Jim Boone, SAS, Institute, inc.
Interpreting Graphical Defect Trend Data

Evaluation of graphical defect trend data can dramatically increase your ability to predict current project quality, schedule milestone compliance, and provide historical data for proper test and development scheduling of later revisions. Jim Olsen will explore some of the complexities in analyzing graphic defect trending in this presentation (winner of the Best Presentation award for ASM'99). Learn ways to determine how much time establishes a trend, when the appropriate time to start taking data occurs, what type of data to track, and how to estimate the amplitude of defect oscillations at the end of the product cycle.

Jim Olsen, Novell, Inc.
Estimating and Tracking Software Size without Lines of Code or Function Points

Sandee Guidry explains the processes that were used to effectively manage projects at Defense Financial Accounting System (DFAS). This presentation walks you through the process from when project requests are originated, through the analysis of requirements, the development of estimates, etc., to the delivery of the final project. Learn estimation methods and tools that were seamlessly integrated to deliver each project's committed functionality -- on time and on budget.

Sandee Guidry, DOD/DFAS/SEOPE
Web Log Analysis for Performance Troubleshooting

Web server logs contain powerful-but often hidden-information about the performance of your Web application. In this session, you'll learn how easy it is to enlarge your toolkit for Web performance testing. For instance, Web Performance Log Analysis is a new activity that's based on performance information of Web server logs (elapsed time, bandwidth, number of hits, and more). Giuseppe Cassone shows you all the information you can extract from the log (with a focus on performance) and how you can best use it.
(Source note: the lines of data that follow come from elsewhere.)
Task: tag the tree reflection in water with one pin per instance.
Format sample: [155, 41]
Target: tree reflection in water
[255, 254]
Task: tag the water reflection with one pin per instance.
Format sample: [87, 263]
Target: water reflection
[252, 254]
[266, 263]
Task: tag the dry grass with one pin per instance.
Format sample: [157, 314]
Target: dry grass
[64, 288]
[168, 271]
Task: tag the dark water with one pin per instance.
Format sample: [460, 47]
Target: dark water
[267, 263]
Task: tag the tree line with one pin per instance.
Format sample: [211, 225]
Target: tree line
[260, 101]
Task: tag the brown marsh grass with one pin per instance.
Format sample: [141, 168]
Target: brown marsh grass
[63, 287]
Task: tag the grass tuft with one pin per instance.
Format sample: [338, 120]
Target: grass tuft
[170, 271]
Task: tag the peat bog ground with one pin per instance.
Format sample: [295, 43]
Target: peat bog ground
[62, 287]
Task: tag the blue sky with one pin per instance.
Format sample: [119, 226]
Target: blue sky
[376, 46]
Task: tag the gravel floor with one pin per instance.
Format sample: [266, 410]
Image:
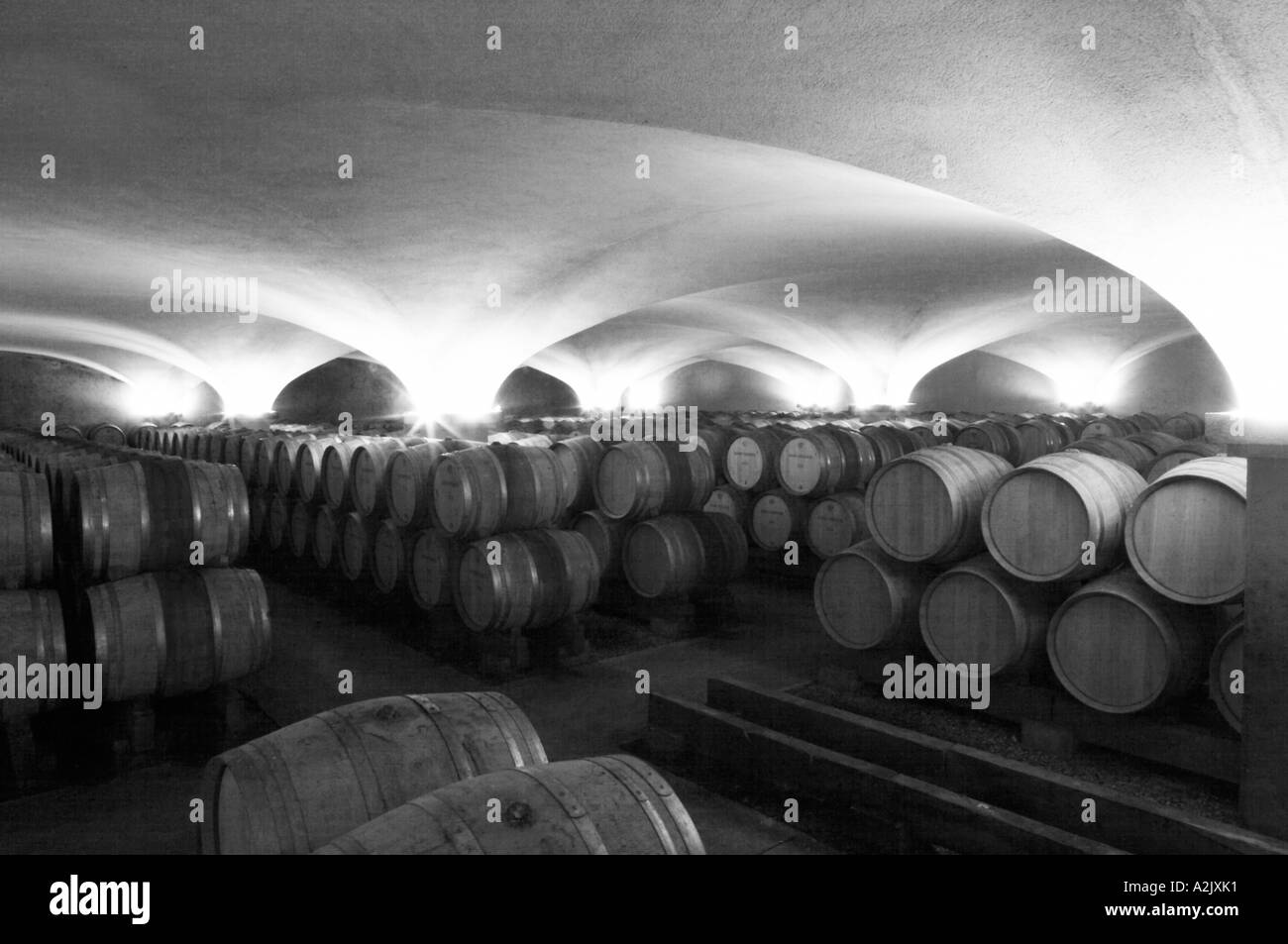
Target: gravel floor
[1164, 786]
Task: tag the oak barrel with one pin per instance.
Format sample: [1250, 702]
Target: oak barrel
[31, 626]
[524, 579]
[178, 631]
[836, 522]
[866, 599]
[1186, 535]
[295, 789]
[777, 518]
[610, 805]
[26, 531]
[978, 613]
[926, 506]
[1119, 647]
[673, 556]
[432, 569]
[1038, 518]
[1227, 661]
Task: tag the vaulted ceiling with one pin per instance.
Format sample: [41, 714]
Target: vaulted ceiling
[497, 214]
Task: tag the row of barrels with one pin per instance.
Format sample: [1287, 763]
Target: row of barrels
[116, 511]
[1113, 643]
[428, 775]
[156, 634]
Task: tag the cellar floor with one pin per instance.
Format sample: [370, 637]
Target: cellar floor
[580, 711]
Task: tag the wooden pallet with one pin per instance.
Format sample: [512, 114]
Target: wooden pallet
[1192, 739]
[1122, 820]
[875, 806]
[712, 609]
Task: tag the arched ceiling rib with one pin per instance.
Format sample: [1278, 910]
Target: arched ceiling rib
[516, 168]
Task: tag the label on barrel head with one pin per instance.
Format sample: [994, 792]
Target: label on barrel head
[450, 496]
[743, 463]
[799, 465]
[772, 522]
[831, 528]
[402, 487]
[721, 504]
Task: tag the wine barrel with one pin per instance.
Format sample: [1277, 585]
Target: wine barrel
[605, 536]
[259, 506]
[308, 459]
[537, 578]
[471, 492]
[1184, 425]
[178, 631]
[835, 523]
[279, 510]
[410, 483]
[107, 434]
[990, 436]
[977, 613]
[889, 443]
[1124, 450]
[811, 464]
[325, 537]
[31, 626]
[297, 788]
[336, 460]
[299, 530]
[1039, 437]
[1179, 455]
[777, 518]
[369, 475]
[1109, 426]
[1119, 647]
[1228, 660]
[26, 531]
[925, 506]
[613, 805]
[643, 479]
[535, 487]
[1038, 518]
[390, 556]
[1155, 442]
[1186, 535]
[751, 462]
[432, 569]
[284, 451]
[866, 599]
[580, 460]
[1146, 423]
[355, 544]
[729, 500]
[715, 441]
[673, 556]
Giuseppe Cassone, Telecom Italia Lab SPA
Basis Path Testing for Structural and Integration Testing

Basis path testing is a structural testing technique that identifies test cases based on the flows or logical paths that can be taken through the software. A basis path is a unique path through the software where no iterations are allowed; they're atomic level paths, and all possible paths through the system are linear combinations of them. Basis path testing uses a Cyclomatic metric that measures the complexity of a source code unit by examining the control flow structure. Basis path testing can also be applied to integration testing when software units/components are integrated together. You'll see how the use of the technique quantifies the integration effort involved as well as the design-level complexity.